01/08/2024

Building resilient systems: High Availability vs. Disaster Recovery

Practically speaking, High Availability (HA) and Disaster Recovery (DR) are two distinct elements of resilience that make up a greater whole. The key differentiating factor is that one is pre-emptive, while the other is reactive.

While High Availability focuses on preventing downtime, Disaster Recovery is a reactive process intended to restore normal operations as quickly as possible following a significant failure. It presumes that disruptions will happen and prepares for swift recovery when needed.

Together, they form a comprehensive approach to IT Service Continuity Management.

High Availability – pre-empting disruption

High Availability refers to a system's ability to remain operational and always-on, leveraging built-in redundancy and fault tolerance.

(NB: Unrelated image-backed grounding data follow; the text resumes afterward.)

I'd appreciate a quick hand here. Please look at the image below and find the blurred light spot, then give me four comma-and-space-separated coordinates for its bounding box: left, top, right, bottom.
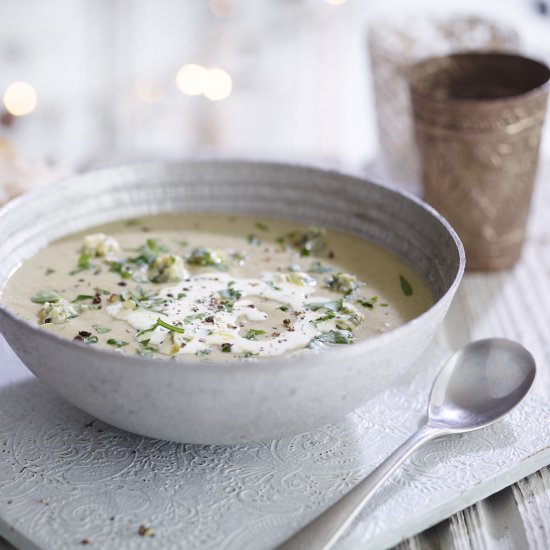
135, 81, 164, 104
209, 0, 233, 18
203, 68, 232, 101
176, 64, 208, 96
326, 0, 347, 5
3, 81, 37, 116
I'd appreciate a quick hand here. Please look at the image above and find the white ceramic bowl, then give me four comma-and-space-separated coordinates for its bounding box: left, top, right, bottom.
0, 161, 464, 444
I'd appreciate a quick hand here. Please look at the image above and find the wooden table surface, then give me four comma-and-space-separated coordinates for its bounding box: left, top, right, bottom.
1, 162, 549, 550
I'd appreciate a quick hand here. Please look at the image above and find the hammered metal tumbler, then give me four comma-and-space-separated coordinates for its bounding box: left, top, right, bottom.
410, 52, 550, 270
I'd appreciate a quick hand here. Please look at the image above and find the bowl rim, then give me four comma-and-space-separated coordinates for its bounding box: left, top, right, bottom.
0, 158, 465, 372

HA is pre-emptive, involving strategies and technologies that detect potential failures and take immediate action to prevent downtime.

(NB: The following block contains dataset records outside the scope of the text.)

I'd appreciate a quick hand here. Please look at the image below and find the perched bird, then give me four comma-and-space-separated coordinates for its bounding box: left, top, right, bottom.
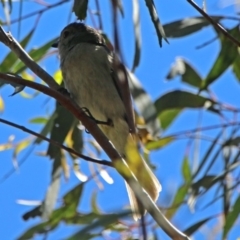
53, 22, 161, 219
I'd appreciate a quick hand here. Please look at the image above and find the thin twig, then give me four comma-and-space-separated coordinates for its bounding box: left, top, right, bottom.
0, 118, 112, 167
1, 0, 70, 25
187, 0, 240, 47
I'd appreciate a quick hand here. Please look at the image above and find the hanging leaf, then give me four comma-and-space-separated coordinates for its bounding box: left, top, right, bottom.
131, 0, 141, 71
166, 58, 202, 88
72, 0, 88, 20
163, 16, 222, 38
182, 156, 191, 183
144, 0, 168, 46
223, 195, 240, 238
202, 26, 240, 90
155, 90, 219, 115
184, 217, 212, 235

Key components of High Availability:

Hardware redundancy: Redundant storage, error-correcting memory, backup power sources and other technology ensures that a single hardware failure doesn’t bring down the entire system.
Software redundancy: Techniques such as clustering, load balancing and self-healing systems distribute workloads across multiple servers, enhancing the system's ability to withstand failures.
Environmental redundancy: Utilising data centres that are geographically or virtually dispersed ensures that localised issues don’t affect the entire system.

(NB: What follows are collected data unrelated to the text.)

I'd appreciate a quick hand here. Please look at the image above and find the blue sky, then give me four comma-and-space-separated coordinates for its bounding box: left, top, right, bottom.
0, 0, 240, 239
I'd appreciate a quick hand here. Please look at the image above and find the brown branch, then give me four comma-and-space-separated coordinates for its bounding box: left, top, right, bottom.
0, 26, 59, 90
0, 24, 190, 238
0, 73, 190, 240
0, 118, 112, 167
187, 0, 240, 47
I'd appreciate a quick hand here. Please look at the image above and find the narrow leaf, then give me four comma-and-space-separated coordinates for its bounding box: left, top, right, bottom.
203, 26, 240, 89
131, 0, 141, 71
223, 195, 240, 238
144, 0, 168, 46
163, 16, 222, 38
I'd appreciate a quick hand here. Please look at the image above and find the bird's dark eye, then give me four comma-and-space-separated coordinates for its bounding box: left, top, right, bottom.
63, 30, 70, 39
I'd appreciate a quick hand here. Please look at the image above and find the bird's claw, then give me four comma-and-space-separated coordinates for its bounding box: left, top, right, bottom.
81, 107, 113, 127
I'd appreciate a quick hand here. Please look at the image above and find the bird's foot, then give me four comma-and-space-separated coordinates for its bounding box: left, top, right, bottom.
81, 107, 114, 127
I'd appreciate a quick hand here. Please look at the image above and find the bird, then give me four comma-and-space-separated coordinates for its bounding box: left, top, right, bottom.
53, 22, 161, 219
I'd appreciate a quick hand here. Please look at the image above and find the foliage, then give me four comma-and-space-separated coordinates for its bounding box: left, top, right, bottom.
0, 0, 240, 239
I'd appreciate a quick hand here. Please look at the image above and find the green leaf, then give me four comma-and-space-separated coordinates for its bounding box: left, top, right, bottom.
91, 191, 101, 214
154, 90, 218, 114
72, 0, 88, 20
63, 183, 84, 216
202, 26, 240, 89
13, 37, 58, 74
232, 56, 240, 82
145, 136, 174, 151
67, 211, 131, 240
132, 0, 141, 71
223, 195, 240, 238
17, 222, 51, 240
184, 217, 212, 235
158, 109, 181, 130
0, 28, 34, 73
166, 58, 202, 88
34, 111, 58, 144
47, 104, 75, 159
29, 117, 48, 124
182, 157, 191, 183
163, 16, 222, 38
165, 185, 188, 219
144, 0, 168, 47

By incorporating these redundancies, HA systems provide the resilience needed to keep critical applications and services running without interruption.

Disaster Recovery – responding to disruption

Disaster Recovery encompasses the tools and procedures designed to enable the recovery or continuation of vital systems and infrastructure. As the final port of call in a disaster, some form of DR should always be in place – no matter the availability of existing systems.

DR strategies typically involve maintaining secondary systems that can be failed over from either another data centre or the cloud.

Core concepts of Disaster Recovery:

Recovery Time Objective (RTO): The maximum acceptable delay between the interruption of service and its restoration. It represents the targeted duration for recovery after a disruption (e.g. the recovery takes 15 mins).
Recovery Point Objective (RPO): The maximum acceptable amount of data loss measured in time. It determines how far back in time data recovery should go (e.g. we recover to 4 hours ago).

Two halves of resilience

To minimise interruption – be it from a minor fault or major disaster – organisations must first ensure that their infrastructure meets all of their needs for availability. This ensures that the impact from minor faults or disruptions is not felt by end users or your customers.

But in the event of more significant disruption, procedures for Disaster Recovery should be in place that meet exact requirements for both RTO and RPO.

Changing priorities

Historically, architecting a system for High Availability was an expensive undertaking, but it solved most causes of IT downtime. Forward thinking and uptime-focused organisations invested heavily in HA, and as a result, reduced their spend on DR.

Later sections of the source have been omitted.